The MANOVA was first built for the effect of Speaker Confidence on the linear combination of four prosodic parameters, including mean f0, f0 range, mean intensity, and intensity range. The model showed a significant effect of Speaker Confidence [Pillai’s Trace =0.26, F (2,707) = 25.96, p < 0.001, η2p = 0.12]. The MANOVA also showed a significant effect of Lexical Tone [Pillai’s Trace = 0.61, F (1,708) =277.13, p < 0.001, η2p = 0.61]. Both Speaker Confidence and Lexical Tone significantly modulated the linear combination of the prosodic parameters.

To show the potential effect of Speaker Confidence and its interaction with Lexical Tone, the LMMs were separately built on each prosodic factor (see Table 4). The mean f0 model revealed a significant main effect of Speaker Confidence (see Figure 3A), suggesting that the mean f0 was largest in the unconfident expression, seconded by the confident, and was smallest in the neutral-intending expression. The model revealed a significant main effect of Lexical Tone, suggesting that the mean f0 was significantly larger in vowels of a flat tone than those of a contour tone. The Speaker Confidence x Lexical Tone interaction was significant (see Figure 4A). For vowels of a flat tone, the mean f0 differed among three levels of confidence, with the mean f0 largest in the unconfident expression, followed by the confident, and smallest by the neutral-intending expression; for those of a contour tone, the mean f0 was larger in the unconfident than in both the confident and the neutral expression and the confident did not differ from neutral-intending expression.

TABLE 4
www.frontiersin.org

Table 4. LME model performances for normalized prosodic features.

FIGURE 3
www.frontiersin.org

Figure 3. Raincloud plots for prosodic features showing the main effect of speaker confidence. (A) mean f0, (B) f0 range, (C) mean intensity, (D) intensity range per confidence level for all vowels, and (E) duration for monophthongs.

FIGURE 4
www.frontiersin.org

Figure 4. Raincloud plots for prosodic features showing the interaction of speaker confidence and lexical tone. (A) mean f0, (B) f0 range, (C) mean intensity, and (D) intensity range per lexical tone per confidence level for all vowels.
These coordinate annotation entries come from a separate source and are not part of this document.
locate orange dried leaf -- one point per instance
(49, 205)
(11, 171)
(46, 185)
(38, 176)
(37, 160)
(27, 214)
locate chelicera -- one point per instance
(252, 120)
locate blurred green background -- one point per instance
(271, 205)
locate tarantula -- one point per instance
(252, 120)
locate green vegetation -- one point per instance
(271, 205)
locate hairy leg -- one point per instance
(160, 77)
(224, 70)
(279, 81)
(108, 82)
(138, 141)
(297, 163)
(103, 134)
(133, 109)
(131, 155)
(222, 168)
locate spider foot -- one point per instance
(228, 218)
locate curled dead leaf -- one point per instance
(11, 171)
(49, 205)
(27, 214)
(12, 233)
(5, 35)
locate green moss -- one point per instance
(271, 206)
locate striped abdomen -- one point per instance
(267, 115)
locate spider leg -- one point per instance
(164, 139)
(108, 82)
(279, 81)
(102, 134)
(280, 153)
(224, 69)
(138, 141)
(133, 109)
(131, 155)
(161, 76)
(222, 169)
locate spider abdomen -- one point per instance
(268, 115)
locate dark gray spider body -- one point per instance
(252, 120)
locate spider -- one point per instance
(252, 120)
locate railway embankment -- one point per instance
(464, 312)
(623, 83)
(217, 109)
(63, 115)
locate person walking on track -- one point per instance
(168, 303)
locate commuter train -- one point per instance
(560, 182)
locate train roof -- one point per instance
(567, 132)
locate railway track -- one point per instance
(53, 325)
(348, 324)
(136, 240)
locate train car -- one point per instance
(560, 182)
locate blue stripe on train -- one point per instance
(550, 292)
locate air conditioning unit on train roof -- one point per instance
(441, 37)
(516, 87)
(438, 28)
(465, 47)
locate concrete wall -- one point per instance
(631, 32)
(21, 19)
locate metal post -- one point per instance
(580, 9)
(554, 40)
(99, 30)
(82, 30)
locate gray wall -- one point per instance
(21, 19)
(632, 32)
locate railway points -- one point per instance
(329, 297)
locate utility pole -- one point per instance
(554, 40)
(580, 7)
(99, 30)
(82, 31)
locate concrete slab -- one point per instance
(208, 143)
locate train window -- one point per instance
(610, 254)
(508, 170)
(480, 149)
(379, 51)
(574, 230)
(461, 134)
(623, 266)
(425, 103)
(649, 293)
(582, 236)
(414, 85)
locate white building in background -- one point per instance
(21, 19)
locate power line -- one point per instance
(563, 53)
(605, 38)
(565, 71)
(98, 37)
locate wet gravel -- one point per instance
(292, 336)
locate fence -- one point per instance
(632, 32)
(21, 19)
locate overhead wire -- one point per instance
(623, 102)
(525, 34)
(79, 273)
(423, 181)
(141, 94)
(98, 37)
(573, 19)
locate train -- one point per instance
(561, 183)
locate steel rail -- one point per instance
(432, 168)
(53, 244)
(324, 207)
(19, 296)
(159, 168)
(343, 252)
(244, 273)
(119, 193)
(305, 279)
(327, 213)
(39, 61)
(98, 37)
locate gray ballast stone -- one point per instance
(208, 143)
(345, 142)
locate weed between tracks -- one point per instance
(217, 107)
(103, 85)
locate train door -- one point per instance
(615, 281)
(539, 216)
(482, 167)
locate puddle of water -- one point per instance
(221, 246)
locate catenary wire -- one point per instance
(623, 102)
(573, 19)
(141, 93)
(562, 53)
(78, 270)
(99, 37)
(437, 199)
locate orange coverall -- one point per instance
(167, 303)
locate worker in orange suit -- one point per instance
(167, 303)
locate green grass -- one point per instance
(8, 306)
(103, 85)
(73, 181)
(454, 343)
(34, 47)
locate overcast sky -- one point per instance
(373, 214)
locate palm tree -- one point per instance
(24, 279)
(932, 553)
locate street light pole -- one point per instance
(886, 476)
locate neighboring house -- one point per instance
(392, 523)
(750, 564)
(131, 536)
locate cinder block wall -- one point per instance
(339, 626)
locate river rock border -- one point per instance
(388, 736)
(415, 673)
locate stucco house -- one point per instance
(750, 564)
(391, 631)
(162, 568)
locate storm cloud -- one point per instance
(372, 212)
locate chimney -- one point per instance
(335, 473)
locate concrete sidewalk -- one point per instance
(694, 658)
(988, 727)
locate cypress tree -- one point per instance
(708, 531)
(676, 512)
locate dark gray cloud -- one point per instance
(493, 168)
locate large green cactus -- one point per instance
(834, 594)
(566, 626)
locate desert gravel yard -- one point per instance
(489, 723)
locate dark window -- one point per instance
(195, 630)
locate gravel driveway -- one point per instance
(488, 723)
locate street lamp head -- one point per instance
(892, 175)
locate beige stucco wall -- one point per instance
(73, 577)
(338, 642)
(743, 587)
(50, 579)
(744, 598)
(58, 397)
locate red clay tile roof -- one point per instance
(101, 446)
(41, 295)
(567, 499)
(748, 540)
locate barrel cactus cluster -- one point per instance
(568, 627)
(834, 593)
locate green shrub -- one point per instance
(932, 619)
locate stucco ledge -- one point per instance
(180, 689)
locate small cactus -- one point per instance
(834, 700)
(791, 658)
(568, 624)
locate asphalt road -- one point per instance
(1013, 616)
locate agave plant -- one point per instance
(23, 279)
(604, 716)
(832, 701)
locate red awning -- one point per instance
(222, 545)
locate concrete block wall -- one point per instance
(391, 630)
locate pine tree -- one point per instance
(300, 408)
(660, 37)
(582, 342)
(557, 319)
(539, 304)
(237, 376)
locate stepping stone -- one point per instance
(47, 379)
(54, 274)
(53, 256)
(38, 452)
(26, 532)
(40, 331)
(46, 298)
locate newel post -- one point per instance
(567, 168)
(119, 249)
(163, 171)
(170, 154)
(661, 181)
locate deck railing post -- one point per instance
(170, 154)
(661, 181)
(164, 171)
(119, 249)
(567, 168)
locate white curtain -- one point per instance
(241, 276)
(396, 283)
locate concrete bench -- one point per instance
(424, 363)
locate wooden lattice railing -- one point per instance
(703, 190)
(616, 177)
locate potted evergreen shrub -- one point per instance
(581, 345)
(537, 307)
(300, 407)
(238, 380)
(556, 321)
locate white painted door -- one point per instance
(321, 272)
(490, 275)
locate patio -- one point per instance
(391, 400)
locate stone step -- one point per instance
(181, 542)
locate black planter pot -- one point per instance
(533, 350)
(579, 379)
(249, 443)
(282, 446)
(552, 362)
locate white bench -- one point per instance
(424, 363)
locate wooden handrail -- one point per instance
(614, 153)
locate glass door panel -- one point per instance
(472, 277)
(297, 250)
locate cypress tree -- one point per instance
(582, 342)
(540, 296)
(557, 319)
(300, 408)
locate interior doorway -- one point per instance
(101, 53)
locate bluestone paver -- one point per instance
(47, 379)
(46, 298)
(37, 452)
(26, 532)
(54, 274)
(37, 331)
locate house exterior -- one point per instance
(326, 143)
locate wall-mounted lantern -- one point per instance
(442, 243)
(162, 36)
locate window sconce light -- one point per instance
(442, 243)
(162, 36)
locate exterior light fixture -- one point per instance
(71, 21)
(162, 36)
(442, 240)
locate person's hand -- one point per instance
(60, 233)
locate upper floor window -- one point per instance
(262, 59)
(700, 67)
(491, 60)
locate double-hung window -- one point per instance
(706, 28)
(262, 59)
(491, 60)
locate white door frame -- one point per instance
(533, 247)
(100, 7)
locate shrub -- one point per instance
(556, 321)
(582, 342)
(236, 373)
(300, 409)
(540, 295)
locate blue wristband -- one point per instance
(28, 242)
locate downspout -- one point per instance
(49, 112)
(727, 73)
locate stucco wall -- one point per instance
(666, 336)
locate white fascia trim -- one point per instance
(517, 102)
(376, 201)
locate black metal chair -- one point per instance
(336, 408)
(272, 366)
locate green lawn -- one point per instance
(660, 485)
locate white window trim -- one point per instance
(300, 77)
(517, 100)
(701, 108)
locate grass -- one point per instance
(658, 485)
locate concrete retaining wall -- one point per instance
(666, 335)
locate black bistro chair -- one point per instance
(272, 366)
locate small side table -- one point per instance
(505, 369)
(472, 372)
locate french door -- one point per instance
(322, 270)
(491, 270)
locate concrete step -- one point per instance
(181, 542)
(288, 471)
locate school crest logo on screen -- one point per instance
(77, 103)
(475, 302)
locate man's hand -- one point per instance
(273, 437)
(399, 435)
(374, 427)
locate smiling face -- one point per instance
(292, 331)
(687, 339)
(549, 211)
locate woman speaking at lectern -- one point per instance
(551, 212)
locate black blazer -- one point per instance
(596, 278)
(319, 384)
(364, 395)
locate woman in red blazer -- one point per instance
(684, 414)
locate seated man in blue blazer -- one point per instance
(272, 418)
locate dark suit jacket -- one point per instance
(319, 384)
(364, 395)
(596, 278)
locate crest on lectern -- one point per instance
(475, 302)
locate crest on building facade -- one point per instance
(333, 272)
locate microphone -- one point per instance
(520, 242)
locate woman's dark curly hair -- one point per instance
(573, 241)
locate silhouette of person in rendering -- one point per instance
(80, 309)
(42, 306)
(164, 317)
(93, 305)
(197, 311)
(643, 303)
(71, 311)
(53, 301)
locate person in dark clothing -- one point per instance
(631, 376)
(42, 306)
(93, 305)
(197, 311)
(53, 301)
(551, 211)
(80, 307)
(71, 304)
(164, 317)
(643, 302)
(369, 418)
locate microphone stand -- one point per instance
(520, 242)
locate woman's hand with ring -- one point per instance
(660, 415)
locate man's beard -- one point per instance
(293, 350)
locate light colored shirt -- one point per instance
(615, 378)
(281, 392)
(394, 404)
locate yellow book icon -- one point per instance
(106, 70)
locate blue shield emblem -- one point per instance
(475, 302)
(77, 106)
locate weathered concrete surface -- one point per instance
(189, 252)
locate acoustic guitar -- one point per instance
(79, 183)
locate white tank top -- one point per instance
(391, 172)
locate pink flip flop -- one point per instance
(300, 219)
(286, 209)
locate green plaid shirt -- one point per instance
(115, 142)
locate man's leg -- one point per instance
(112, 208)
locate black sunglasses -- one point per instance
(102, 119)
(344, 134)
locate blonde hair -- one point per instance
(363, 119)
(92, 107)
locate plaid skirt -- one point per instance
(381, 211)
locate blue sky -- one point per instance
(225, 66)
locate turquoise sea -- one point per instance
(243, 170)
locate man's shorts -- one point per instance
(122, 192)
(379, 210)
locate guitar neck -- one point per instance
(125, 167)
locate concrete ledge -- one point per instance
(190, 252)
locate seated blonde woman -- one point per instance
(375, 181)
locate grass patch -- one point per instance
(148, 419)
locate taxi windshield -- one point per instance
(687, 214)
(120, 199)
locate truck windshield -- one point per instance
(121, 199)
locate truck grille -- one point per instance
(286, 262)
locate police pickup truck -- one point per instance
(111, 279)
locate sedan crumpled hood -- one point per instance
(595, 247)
The f0 range model revealed a significant effect of Speaker Confidence (see Figure 3B), suggesting that the f0 range was significantly smaller in the neutral-intending expression than the confident and the unconfident expression and the confident did not differ from unconfident expression. The model also revealed a significant effect of Lexical Tone, suggesting that the f0 range was larger in vowels of a contour tone than those of a flat tone. The f0 range model revealed a significant Speaker Confidence x Lexical Tone interaction (see Figure 4B). For vowels of a contour tone, the f0 range was smaller in the neutral-intending than in both the confident and the unconfident expression and the confident did not differ from unconfident expression; for those of a flat tone, the f0 range did not differ among three levels of speaker confidence.

The mean intensity model revealed a significant effect of Speaker Confidence (see Figure 3C), suggesting that the mean intensity was significantly larger in the confident than the unconfident and the neutral-intending expression. No significant difference was shown between the neutral-intending and the unconfident voice. The mean intensity model revealed a significant effect of Lexical Tone, with the mean intensity of vowels of a flat tone sounding more intense than those of a contour tone. Moreover, the mean intensity model showed a significant Speaker Confidence x Lexical Tone interaction (see Figure 4C). For vowels of a contour tone, the mean intensity was larger in the confident than the unconfident and neutral-intending expression. No significant difference was shown between the neutral-intending and the unconfident voice. But for those of a flat tone, the mean intensity differed among all three levels of speaker confidence, with the mean intensity largest in the confident expression, followed by the neutral-intending expression, and lowest by the unconfident.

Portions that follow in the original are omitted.